Spanish Class

A language instructor was explaining to her class that Spanish nouns, unlike their English counterparts, are grammatically designated as masculine or feminine. Things like “chalk” or “pencil,” she described, would have a gender association. For example: House is feminine-“la” casa. In English, of course, common nouns generally are of neutral gender.

Puzzled, one student raised his hand and asked, “What gender is a computer?” The teacher said that depending on which Spanish you used, that of Spain or Latin American Spanish, it could be either one: el ordenador or la computadora. But she thought it would be good to decide on one of them to use in class, so she divided the class into two groups and asked them to decide if a computer should be masculine or feminine.

One group was comprised of the women in the class, and the other of men. Both groups were asked to give four reasons for their recommendation.
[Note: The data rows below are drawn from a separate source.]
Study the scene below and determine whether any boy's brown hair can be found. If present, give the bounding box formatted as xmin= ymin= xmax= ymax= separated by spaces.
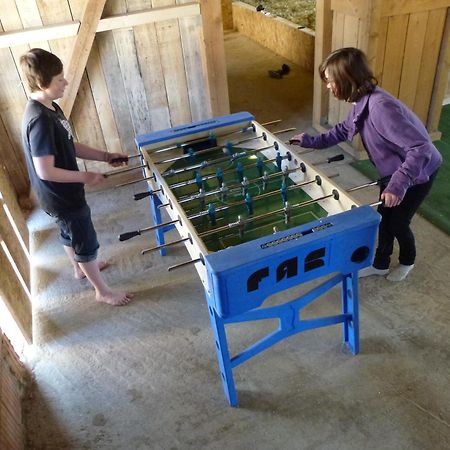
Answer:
xmin=20 ymin=48 xmax=63 ymax=92
xmin=319 ymin=47 xmax=377 ymax=102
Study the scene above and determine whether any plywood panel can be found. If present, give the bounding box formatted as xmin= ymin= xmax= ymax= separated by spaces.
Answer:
xmin=381 ymin=14 xmax=409 ymax=97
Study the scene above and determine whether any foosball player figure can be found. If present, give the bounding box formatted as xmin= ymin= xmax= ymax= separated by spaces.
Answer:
xmin=241 ymin=176 xmax=249 ymax=196
xmin=198 ymin=188 xmax=206 ymax=210
xmin=276 ymin=152 xmax=283 ymax=171
xmin=207 ymin=203 xmax=217 ymax=226
xmin=281 ymin=181 xmax=288 ymax=204
xmin=282 ymin=165 xmax=290 ymax=183
xmin=236 ymin=161 xmax=244 ymax=182
xmin=283 ymin=201 xmax=291 ymax=225
xmin=262 ymin=170 xmax=269 ymax=191
xmin=220 ymin=182 xmax=229 ymax=202
xmin=256 ymin=156 xmax=264 ymax=177
xmin=195 ymin=171 xmax=203 ymax=189
xmin=223 ymin=140 xmax=233 ymax=156
xmin=187 ymin=147 xmax=195 ymax=160
xmin=216 ymin=166 xmax=224 ymax=187
xmin=245 ymin=192 xmax=254 ymax=215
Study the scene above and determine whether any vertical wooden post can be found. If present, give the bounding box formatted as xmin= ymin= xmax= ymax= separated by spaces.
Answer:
xmin=427 ymin=8 xmax=450 ymax=135
xmin=312 ymin=0 xmax=332 ymax=128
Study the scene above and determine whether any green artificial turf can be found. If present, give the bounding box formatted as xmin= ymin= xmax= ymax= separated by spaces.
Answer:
xmin=351 ymin=104 xmax=450 ymax=235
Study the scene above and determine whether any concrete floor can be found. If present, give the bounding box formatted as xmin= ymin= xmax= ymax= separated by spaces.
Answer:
xmin=24 ymin=32 xmax=450 ymax=449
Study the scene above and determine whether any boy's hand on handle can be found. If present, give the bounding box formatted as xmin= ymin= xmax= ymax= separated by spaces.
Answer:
xmin=289 ymin=133 xmax=305 ymax=146
xmin=381 ymin=192 xmax=401 ymax=207
xmin=105 ymin=152 xmax=129 ymax=167
xmin=83 ymin=171 xmax=106 ymax=187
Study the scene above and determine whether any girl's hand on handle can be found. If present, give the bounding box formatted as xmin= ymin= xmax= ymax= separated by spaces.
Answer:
xmin=381 ymin=192 xmax=401 ymax=207
xmin=105 ymin=152 xmax=129 ymax=167
xmin=289 ymin=133 xmax=305 ymax=146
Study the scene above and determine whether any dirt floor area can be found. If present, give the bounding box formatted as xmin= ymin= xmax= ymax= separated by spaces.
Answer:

The men decided that computers should definitely be referred to in the feminine gender (la computadora) because:

  1. No one but their creator understands their internal logic.
  2. The native language they use to communicate with other computers is incomprehensible to everyone else.
  3. Even the smallest mistakes are stored in long-term memory for later retrieval.
  4. As soon as you make a commitment to one, you find yourself spending half of your paycheck on accessories for it.

The group of women, however, concluded that computers should be referred to in the masculine gender (el ordenador) because:

  1. In order to get their attention, you have to turn them on.
  2. They have a lot of data, but are still clueless.
  3. They are supposed to help you solve your problem, but half the time they ARE the problem.
  4. As soon as you commit to one, you realize that, if you had waited a little longer, you could have had a better model.